Welcome to the
Complex Networks Labs
where we explore the intricate world of complex networks.
Navigating Complexity, Unraveling Networks. Connecting Nodes, Illuminating Pathways. From Nodes to Networks: Mapping Complexity, Predicting Futures. |
What is Complex Networks?
Complex networks serve as models for real-world systems by utilizing sets of nodes and edges to represent elements and their interactions, respectively. These systems encompass a wide array of examples such as electric power grids, airlines, social networks, the World Wide Web, the Internet, and biological networks. Predicting the collective behavior of these networks solely from their individual components is often infeasible. However, comprehending the mathematical framework governing these systems enables us to forecast and potentially regulate their behavior and evolution. Our research delves into employing mathematical and computational tools to delve into these systems. Specifically, we aim to model, analyze, and predict their structures and dynamic evolution, while also addressing algorithmic challenges posed by their vast scale. Networks permeate both natural and technological realms, serving as a crucial framework for understanding complex systems. Ecological systems, the human brain, and various communication and transportation systems exemplify this ubiquity. Through network studies, we uncover fundamental laws and patterns that underlie a diverse array of networks, spanning nature and society. Our efforts focus on pioneering methodologies to reveal the organizational structure and functional patterns within complex networks, which have wide-ranging applications. Alongside data-driven analyses, we actively contribute to international endeavors aimed at advancing our foundational mathematical understanding of networks.

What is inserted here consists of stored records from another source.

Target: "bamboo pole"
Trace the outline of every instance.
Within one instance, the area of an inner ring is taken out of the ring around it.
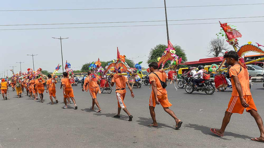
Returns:
[[[245,63],[245,64],[249,64],[252,63],[253,63],[255,62],[259,61],[261,61],[262,60],[264,60],[264,58],[260,58],[260,59],[258,59],[256,60],[251,61]],[[228,69],[228,68],[225,68],[224,69],[219,70],[219,71],[222,71],[223,70],[227,70]]]

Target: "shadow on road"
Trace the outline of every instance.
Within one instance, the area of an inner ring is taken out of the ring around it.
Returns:
[[[148,126],[148,124],[152,123],[152,122],[153,122],[153,121],[152,120],[152,118],[144,118],[144,117],[139,117],[138,118],[139,118],[139,120],[136,121],[137,122],[138,122],[138,124],[139,124],[139,125],[143,125],[144,126],[146,126],[146,127],[148,127],[153,128],[153,127],[149,126]],[[162,128],[163,127],[164,127],[170,128],[175,128],[175,127],[171,127],[169,125],[167,125],[166,124],[160,123],[159,122],[158,122],[158,127],[156,128]]]
[[[184,126],[192,128],[193,128],[194,130],[197,130],[201,131],[203,134],[206,135],[209,135],[212,136],[216,137],[219,138],[221,138],[225,140],[230,140],[231,139],[229,139],[226,138],[224,138],[222,137],[218,137],[216,135],[215,135],[213,133],[210,131],[211,127],[207,127],[203,125],[198,125],[195,124],[191,124],[189,123],[189,124],[185,125]],[[231,132],[225,132],[225,136],[232,136],[234,138],[238,138],[243,139],[245,140],[251,139],[251,138],[247,136],[246,135],[240,135],[239,134],[235,134]]]
[[[98,114],[98,113],[95,113],[95,114],[94,114],[93,115],[96,115],[96,116],[105,116],[106,117],[111,117],[113,118],[116,119],[119,119],[119,120],[126,120],[127,121],[128,120],[128,116],[124,116],[122,115],[120,115],[121,118],[115,118],[114,117],[114,116],[116,115],[116,113],[112,113],[112,114],[110,114],[109,113],[107,114]]]

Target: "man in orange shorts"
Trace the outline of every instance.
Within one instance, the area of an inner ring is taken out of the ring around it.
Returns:
[[[249,73],[246,67],[241,62],[239,62],[239,57],[237,53],[234,51],[226,53],[224,57],[226,58],[228,64],[231,66],[231,68],[230,68],[229,74],[231,78],[233,88],[232,96],[226,111],[221,128],[220,130],[212,128],[210,130],[218,136],[223,136],[226,128],[233,113],[242,114],[246,109],[247,112],[250,113],[255,119],[260,132],[259,137],[251,138],[251,140],[264,142],[263,123],[251,95],[249,89]]]
[[[97,95],[98,92],[100,91],[99,86],[98,84],[100,84],[99,78],[96,74],[92,73],[91,70],[89,70],[88,72],[88,76],[85,78],[84,84],[84,87],[82,90],[83,92],[85,91],[87,92],[89,90],[89,92],[92,97],[92,108],[90,108],[90,110],[94,110],[95,104],[96,105],[98,108],[98,111],[96,111],[97,113],[101,113],[102,109],[99,106],[99,103],[97,101]],[[101,93],[101,92],[99,92]]]
[[[50,104],[54,104],[53,103],[53,100],[52,100],[53,97],[55,99],[56,103],[57,103],[59,102],[56,97],[56,86],[55,86],[55,84],[57,83],[57,81],[55,80],[53,80],[52,79],[51,75],[50,74],[48,75],[48,77],[49,78],[49,79],[47,80],[47,82],[46,83],[46,85],[47,86],[46,92],[48,93],[48,90],[49,93],[50,95],[50,99],[51,101],[51,103]]]
[[[156,115],[155,113],[155,107],[156,105],[160,104],[163,108],[163,109],[167,113],[172,116],[176,123],[175,130],[179,129],[183,122],[178,118],[174,114],[173,111],[169,108],[169,107],[172,105],[168,99],[168,94],[165,88],[162,87],[161,81],[163,83],[166,83],[168,77],[166,73],[163,71],[160,71],[158,68],[158,64],[156,62],[151,63],[149,65],[149,70],[152,73],[149,76],[149,82],[152,85],[152,91],[149,98],[149,111],[150,115],[153,120],[152,123],[148,125],[148,126],[158,127],[158,124],[156,120]]]
[[[35,85],[35,80],[34,78],[32,78],[31,81],[30,81],[30,85],[31,87],[31,91],[32,91],[32,94],[33,94],[33,96],[34,96],[34,98],[35,98],[33,100],[38,100],[38,98],[37,97],[37,95],[38,95],[38,94],[36,93],[36,89],[37,88],[37,86]],[[32,97],[32,96],[31,95],[31,98]]]
[[[128,88],[131,92],[131,97],[134,98],[135,96],[132,91],[132,88],[130,85],[128,84],[128,80],[126,77],[123,75],[119,75],[118,74],[115,74],[114,75],[111,74],[111,75],[112,78],[112,81],[111,82],[111,86],[112,86],[115,83],[115,93],[116,94],[116,97],[117,98],[117,105],[118,106],[117,114],[114,116],[115,118],[120,117],[120,111],[121,108],[129,116],[129,121],[131,121],[133,116],[126,109],[126,106],[125,105],[124,103],[124,99],[125,99],[125,96],[126,96],[126,84],[128,86]]]
[[[62,88],[63,89],[63,100],[64,101],[64,104],[65,104],[65,106],[63,107],[63,108],[68,108],[66,99],[67,97],[70,97],[74,104],[74,109],[77,109],[78,107],[75,103],[73,90],[72,87],[72,85],[70,83],[70,80],[68,78],[68,73],[66,72],[64,72],[63,74],[64,78],[61,79],[61,84],[62,84]]]
[[[45,89],[44,88],[44,85],[43,85],[43,83],[45,83],[45,81],[42,77],[38,78],[38,76],[37,76],[37,79],[35,81],[35,83],[36,86],[36,87],[38,88],[38,92],[39,94],[39,97],[40,97],[40,99],[41,101],[40,101],[41,103],[43,103],[44,100],[43,100],[43,93],[44,92]],[[36,93],[37,93],[37,92]]]
[[[8,89],[8,84],[7,82],[5,81],[4,79],[2,79],[1,80],[1,82],[0,84],[0,88],[1,88],[1,93],[2,93],[2,95],[3,96],[3,100],[7,100],[7,89]],[[4,95],[5,95],[5,98]]]

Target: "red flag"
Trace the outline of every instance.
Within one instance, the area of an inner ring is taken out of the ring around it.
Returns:
[[[229,40],[231,40],[233,39],[235,39],[237,37],[241,37],[242,34],[235,29],[232,29],[229,25],[227,25],[227,23],[220,23],[220,26],[222,27],[226,34],[226,38]]]
[[[175,50],[175,49],[173,48],[173,45],[172,45],[172,43],[169,40],[168,41],[168,48],[172,48],[174,50]]]
[[[119,52],[119,51],[118,50],[118,47],[117,47],[117,57],[116,58],[116,63],[117,63],[118,62],[119,59],[121,59],[121,58],[120,58],[120,53]]]

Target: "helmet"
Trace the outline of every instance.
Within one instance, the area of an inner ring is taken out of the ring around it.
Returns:
[[[203,69],[203,65],[199,65],[199,66],[198,66],[198,69],[199,69],[199,70],[200,70],[202,69]]]

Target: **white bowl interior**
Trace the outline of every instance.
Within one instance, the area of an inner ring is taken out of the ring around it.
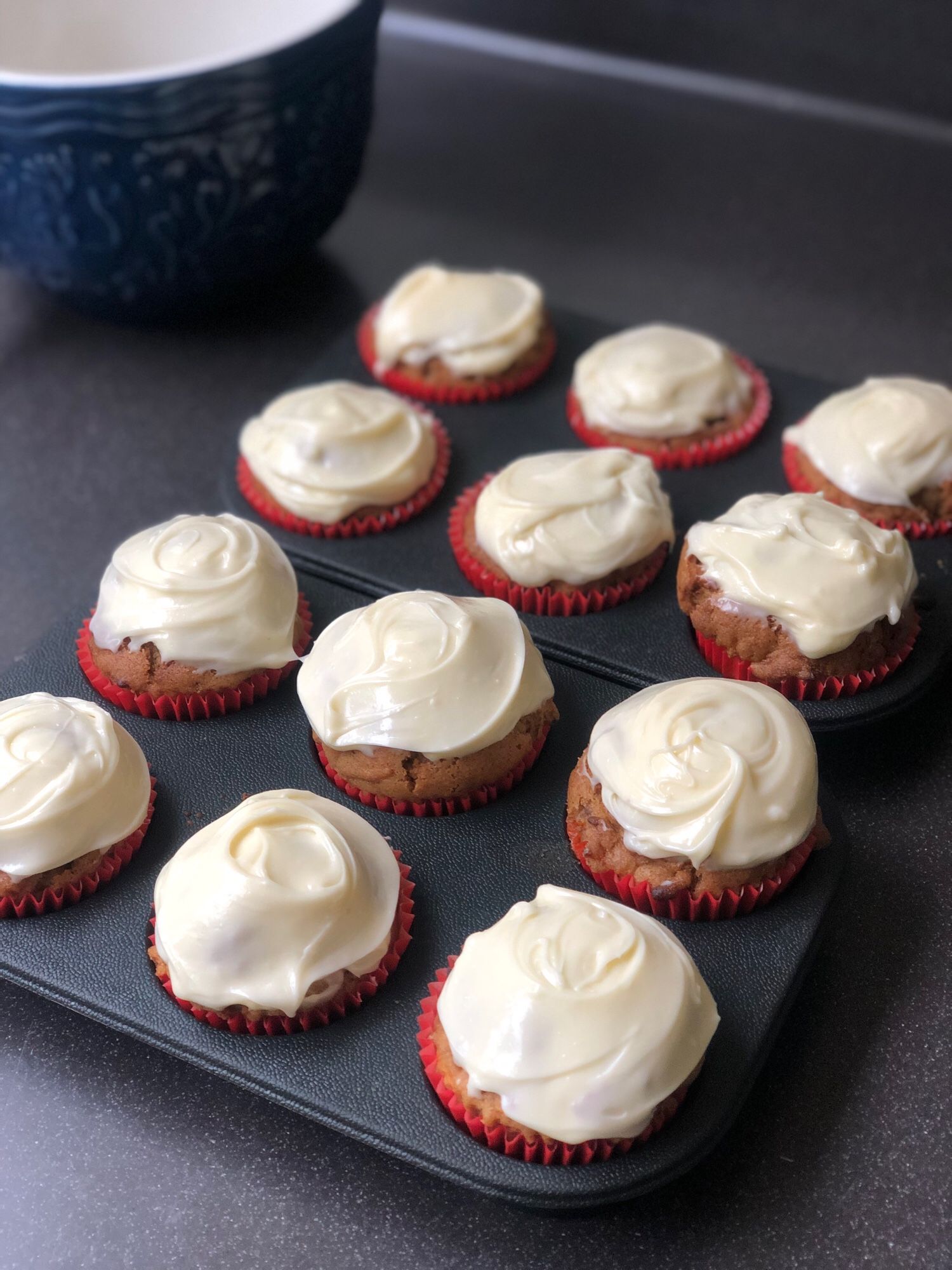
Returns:
[[[0,0],[0,83],[164,79],[321,30],[359,0]]]

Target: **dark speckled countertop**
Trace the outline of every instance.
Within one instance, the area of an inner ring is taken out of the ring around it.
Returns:
[[[949,377],[952,150],[387,36],[363,183],[293,282],[122,330],[0,281],[0,664],[113,545],[215,511],[223,434],[393,276],[505,264],[840,381]],[[586,1217],[482,1200],[0,983],[6,1266],[948,1265],[952,681],[828,738],[854,851],[734,1129]]]

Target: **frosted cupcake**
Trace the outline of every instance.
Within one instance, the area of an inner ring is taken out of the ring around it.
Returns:
[[[658,1130],[718,1024],[660,922],[550,885],[471,935],[421,1006],[420,1053],[446,1109],[541,1163],[603,1160]]]
[[[406,591],[333,621],[297,678],[339,789],[401,813],[510,789],[559,718],[529,632],[499,599]]]
[[[382,389],[334,381],[279,396],[241,431],[237,481],[294,533],[349,537],[428,507],[449,465],[432,414]]]
[[[79,657],[90,683],[126,710],[208,718],[284,678],[310,622],[269,533],[227,513],[176,516],[116,549]]]
[[[773,688],[710,677],[602,715],[569,779],[583,867],[658,917],[734,917],[773,899],[828,841],[816,747]]]
[[[110,881],[142,842],[152,796],[142,751],[91,701],[0,701],[0,917]]]
[[[255,794],[159,874],[149,956],[178,1005],[212,1026],[326,1024],[373,996],[409,944],[405,879],[355,812],[305,790]]]
[[[748,494],[688,530],[678,603],[721,673],[839,696],[909,655],[916,580],[901,533],[819,494]]]
[[[534,613],[600,611],[659,573],[674,523],[651,461],[627,450],[517,458],[467,490],[449,522],[459,568]]]
[[[369,310],[358,347],[374,377],[399,392],[481,401],[534,382],[552,361],[555,333],[531,278],[424,264]]]
[[[952,391],[914,378],[836,392],[783,433],[793,489],[913,537],[952,528]]]
[[[763,375],[726,345],[656,323],[600,339],[575,363],[569,420],[589,446],[693,467],[748,446],[767,419]]]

Our research explores the fascinating intersection of social media and collective identity. We delve into the influence of automated accounts, or “bots,” on online discourse. These bots can mimic human behavior, but some, known as social bots, have a more concerning purpose: swaying public opinion. To identify these social influencers, we utilize a powerful tool called Botometer. Once unmasked, we analyze the content these bots spread to understand their impact on online conversations and the collective identity they help shape.
Brain networks
Network neuroscience is an attempt to take neuroscience from the study of individual brain units to a network-level investigation. This is promising since the brain is one of the most complex systems, comprising nearly 10 billion neurons connected by about 100 trillion synapses. Thus, as a complex network, interactions among brains’ units are nontrivial for sure. Here our goal is to better understand and computationally model these interactions. Join us on our journey to discover more about the surprising interactions underlying the beauty of complex brain networks!
Quantum Complex Network
Quantum complex networks are networks in which the nodes, links or other parameters of the network are quantum states. These networks have been identified as a potential solution to non-locality problems, parallel processing that exists in many real phenomena such as brain networks, finance, social and biology, etc. The collective behavior that arises as a result of this entanglement and the systemic risk arising from it in financial market networks are two key areas of interest. Furthermore, quantum mechanics has been employed to develop secure communication channels that are resilient to hacking. Quantum communications present the possibility of providing secure solutions at an enterprise-scale. This entanglement results in the emergence of new quantum transitions within the system, which can be identified through this lens.
Theoretical Complex Systems
When we say a complex system, we mean that there is so much information in this system that the usual models derived from reductionism, do not work perfectly. Typically, different models are presented to describe these systems depending on their scale, which predicts the behavior of this system at that scale. Social networks are also known as complex systems, which means that the models presented in this branch can not fully explain the real social systems. However, scientists working in this field have not given up trying to better understand these systems and are trying to build and improve their cognitive methods.